Il racconto si sviluppa in una successione di quadri che si interrompono al momento giusto lasciando immaginare al pubblico quel che c’è da immaginare e riprendendo la storia, per ogni quadro successivo, in un momento diverso della progressione della loro amicizia, della loro confidenza, della loro esplorazione sessuale, della reciproca addomesticazione, in maniera non necessariamente lineare. Alla dinamica emotiva tra i due protagonisti fa da contraltare la dinamica pubblica di cui ci giungono alcune eco dai racconti di Mirko, soprattutto quando i due architettano un piano per sfruttare la notorietà e far parlare il Mondo del rapimento di Gio (compreso il lobo dell’orecchio amputato come in ogni rapimento che si rispetti).

E qui la storia vira verso un’epilogo un po’ telefonato.

Gio vuole abbandonare la grotta in cui si è nascosto e tornare nel Mondo, nel quale ora sente di poter stare, contando sulla presenza di Mirko al suo fianco. Mirko invece vorrebbe che le cose rimanessero come sono, spaventato dalle conseguenze che il racconto del loro amore potrebbe avere in un Mondo nel quale, evidentemente, solo Gio vuoi tornare.

Se a Rossi e al pubblico è evidente che Mirko sia vittima tanto quanto Gio (ad attenderlo nel Mondo c’è la polizia già insospettita dal lobo che ha ritrovato) la morte, subita e presentata come inevitabile, tradisce un orizzonte etico che crede nell’impossibilità di emanciparsi dalla propria condizione proprio come Verga lo riteneva della famiglia Malavoglia.

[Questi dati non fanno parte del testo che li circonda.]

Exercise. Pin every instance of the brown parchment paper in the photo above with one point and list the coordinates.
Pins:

Questa agnizione nella morte, retrodata un testo (del 2019) altrimenti attualissimo, connotandolo a una concezione dei rapporti amorosi omoerotici squisitamente anni ’80, rimanendo ancora nell’angusto orizzonte di una legittimazione che trova la sua vera vocazione nell’impossibilità della sua attuazione: chi è morto non ama e chi ama una persona che non c’è più costruisce un monumento a un amore casto e disinteressato (asessuato). E a queste condizioni l’amore tra due ragazzi piace anche alla chiesa cattolica.

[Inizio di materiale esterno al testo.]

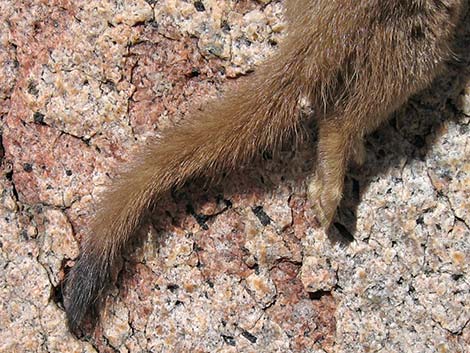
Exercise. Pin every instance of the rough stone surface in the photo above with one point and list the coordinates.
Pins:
(238, 266)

Questa constatazione, che non ci possiamo esimere dal sottolineare, nulla toglie alla generosità e alla bravura dei due giovanissimi interpreti (al netto di qualche imprecisione nella dizione che però è comune a tutta la nuova generazione di attori e di attrici), due attori di una bellezza umana straziante i quali costituiscono la vera forza di uno spettacolo comunque irrinunciabile.

Andrea Manuel Pagella ci regala un Gio sicuro di quel che vuole (anche la frequentazione con un benzinaio che ha fama di pedofilia che non è stato nemmeno capace di farmi una carezza), sicuro dell’amore che prova e di quello che, finalmente, sente di ricevere.

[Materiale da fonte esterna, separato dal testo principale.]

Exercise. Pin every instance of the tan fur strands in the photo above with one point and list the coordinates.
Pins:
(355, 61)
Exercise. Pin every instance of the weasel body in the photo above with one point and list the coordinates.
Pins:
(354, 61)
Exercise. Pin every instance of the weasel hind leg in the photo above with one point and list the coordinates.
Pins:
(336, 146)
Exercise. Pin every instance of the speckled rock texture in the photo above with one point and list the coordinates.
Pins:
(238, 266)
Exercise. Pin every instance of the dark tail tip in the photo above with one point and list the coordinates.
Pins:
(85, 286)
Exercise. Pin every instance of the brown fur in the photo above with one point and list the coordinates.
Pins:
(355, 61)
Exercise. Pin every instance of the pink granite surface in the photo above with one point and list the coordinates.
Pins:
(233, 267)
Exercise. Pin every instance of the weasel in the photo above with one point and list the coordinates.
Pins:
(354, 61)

Luca Vernilllo De Santis ci propone un Mirko tenero quando guida il gioco erotico con Gio (i calzini di spugna) vulnerabile quando racconta le defezioni alla sua festa dI compleanno perchè ritenuto amico di Gio.

Due interpreti entrambi credibilissimi nei loro gesti di amore che non hanno sbavatura alcuna, non poggiano su cliché o stereotipi, ma sono incarnati nella loro persona di attori e di giovani ragazzi restituendo tutto lo spessore emotivo ed esistenziale dei due adolescenti protagonisti con una dirompenza che commuove.

Lo spettacolo, in giro già da un anno, giunto alla piazza romana, altre piazze sono già in cartellone, prevede anche delle matinée per un pubblico studentesco, con un programma didattico che corona uno sforzo produttivo completo e encomiabile.
Visto a Roma il 14 febbraio 2023 al teatro Lo Spazio.